A vital wildlife corridor between Tsavo East and West National Parks, the Kasigau Corridor REDD+ Project protects over 200,000 hectares of dryland forest, with over 11,000 wild elephants living in the ecosystem – 2,000+ of which can be found in the Kasigau Corridor.

In an area where wildlife and human survival were at odds, the Kasigau Corridor REDD+ Project has transformed the paradigm of conflict between humans and nature through a market-driven solution to wildlife conservation. The world’s pioneering REDD+ project addresses the threats of poaching, subsistence agriculture and illegal tree harvesting through a comprehensive, community-governed revenue sharing model that has directly touched the lives of 120,000 people living in the area through investments in health, education, water and other infrastructure, income-generating enterprise, and direct job creation.

Intervention model

Origins

Community and wildlife were at odds when Wildlife Works first encountered Rukinga. For many years, the land between Tsavo East and Tsavo West National Parks served as both the main migration corridor for local wildlife and a home to a slowly failing cattle ranch. Rukinga had become a bruised, balding and barren land with fields grazed to dust, poachers easily accessing the ranch and trees vanishing along a critical rainwater basin.

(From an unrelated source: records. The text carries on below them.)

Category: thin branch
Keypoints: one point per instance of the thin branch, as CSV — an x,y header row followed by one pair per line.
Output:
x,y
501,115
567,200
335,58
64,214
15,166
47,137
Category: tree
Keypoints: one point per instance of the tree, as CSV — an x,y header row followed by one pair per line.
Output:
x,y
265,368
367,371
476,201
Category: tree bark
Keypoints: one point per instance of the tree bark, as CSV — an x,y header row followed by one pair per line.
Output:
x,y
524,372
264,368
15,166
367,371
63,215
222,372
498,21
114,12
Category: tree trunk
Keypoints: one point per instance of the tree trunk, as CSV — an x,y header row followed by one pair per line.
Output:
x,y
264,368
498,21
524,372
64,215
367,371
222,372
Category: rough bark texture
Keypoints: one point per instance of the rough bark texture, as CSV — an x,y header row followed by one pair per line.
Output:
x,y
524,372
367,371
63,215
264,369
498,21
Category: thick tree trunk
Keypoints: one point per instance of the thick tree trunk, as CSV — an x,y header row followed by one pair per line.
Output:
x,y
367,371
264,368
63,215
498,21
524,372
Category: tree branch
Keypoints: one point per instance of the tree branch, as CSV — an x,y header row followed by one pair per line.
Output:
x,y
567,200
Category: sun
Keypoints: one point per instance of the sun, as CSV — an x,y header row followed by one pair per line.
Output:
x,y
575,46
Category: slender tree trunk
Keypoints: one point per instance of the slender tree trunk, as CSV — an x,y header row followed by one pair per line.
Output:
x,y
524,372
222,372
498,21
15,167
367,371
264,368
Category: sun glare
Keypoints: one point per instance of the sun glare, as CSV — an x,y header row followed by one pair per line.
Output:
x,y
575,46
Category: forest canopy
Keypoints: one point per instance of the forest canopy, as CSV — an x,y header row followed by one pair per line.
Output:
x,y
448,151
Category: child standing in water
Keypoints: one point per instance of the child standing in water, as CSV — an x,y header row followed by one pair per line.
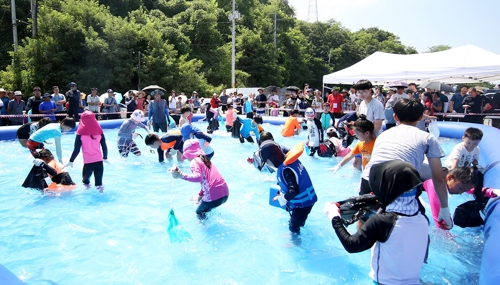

In 1998 the local community supported the project’s plans to establish the Rukinga Wildlife Sanctuary, covering 80,000 acres of forest. In these early years, the project established a community works project so local residents had an alternative income stream in place of poaching and clear cutting​; trained and hired local rangers to be wilderness guardians; and convinced the owners of the cattle to remove the cattle from the land to reduce conflict over resources. From this foundation, the project that would eventually become the Kasigau Corridor REDD+ Project was born.

Threats

This fragile landscape is threatened principally by the needs of the community to achieve a sustainable livelihood and thriving local economy. Poaching, clear-cutting for subsistence agriculture and production of charcoal, and unsustainable cattle grazing are all key drivers of deforestation, forest degradation, and threats to the important wildlife that use the area as a corridor between the National Parks of Tasvo East and Tsavo West.

Solutions

The foundation of the project is job creation. Through carbon sales, Wildlife Works partners with the local community of the Kasigau Corridor region in Southeast Kenya to help create enterprises and long-term jobs that replace unsustainable sources of income such as poaching, subsistence agriculture and illegal tree harvesting. This includes jobs supporting education, making eco-friendly products, protecting wildlife, managing the project, helping farmers and growing trees. Through an innovative model of community governance, the communities of Kasigau also establish their own priorities for utilizing proceeds from the sale of verified emissions reductions, resulting in sustained community-driven investments in scholarships for children, schools and school infrastructure, water infrastructure, and other programs to improve the economy, health, and well-being of the community.

Progress

The area protected has now expanded to over 200,000 hectares, which will generate approximately 1.7 million tons of CO2 emissions per year over the next 30 years. The Kasigau Corridor REDD+ project, with the dryland Acacia-Commiphora forest under its protection and its original biodiversity restored, received Gold level status by the Community and Biodiversity Standard for exceptional biodiversity and climate benefits. The project area is home to an incredibly diverse population of wildlife including more than 20 species of bats, over 50 species of large mammals, over 300 species of birds and important populations of IUCN Red List species, including over 2,000 African Elephants, African Wild Dog, Cheetah, and Grevy’s Zebra.

With a long track record of steady, high-impact work, the project is beginning to see indicators of a transition towards a durable, long-term impact for the community, forest, and wildlife.